The glow of the winter fires reddened the windows of Furze Farm as the shadow of the house loomed up through the mist. The orchard hedge was dripping with dew, the grass gray and sodden, the beech-trees like phantom trees, the coming of the dusk mournful and full of a heavy silence. Yet the windows of the house, with their lozenged latticing outlined by the fire, sent John Gore’s thoughts back with a sudden shiver of pity to dreary, ruinous, fog-choked Thorn. He dismounted heavily, and leading his horse to the stable left him to Mr. Jennifer, who was sitting astride a rough bench mending harness by the light of a candle.

In the kitchen Barbara came out to welcome him, with just the faintest glimmer of shyness that made her love the more desirable. Mrs. Winnie was above, turning out her linen cupboard, little Will in the wood-lodge cutting firewood with the hand-bill—a thing he had been solemnly forbidden to do. Barbara and John had both kitchen and parlor to themselves.

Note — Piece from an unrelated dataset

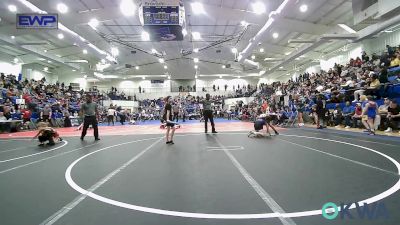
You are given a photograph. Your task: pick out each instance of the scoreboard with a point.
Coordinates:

No candles had been lit in the house as yet, but the burning logs threw a rich light upon the wainscoting.

“You have had a long ride, John.”

He hung his cloak on a chair and took her hands, her pale face with its new ripeness of color seeming to bring to him freshness and perfume after these abhorrent hours at Thorn. Yet his heart was stern and troubled in him because of the man, his father; nor could even his love’s eyes flash a complete smile into his.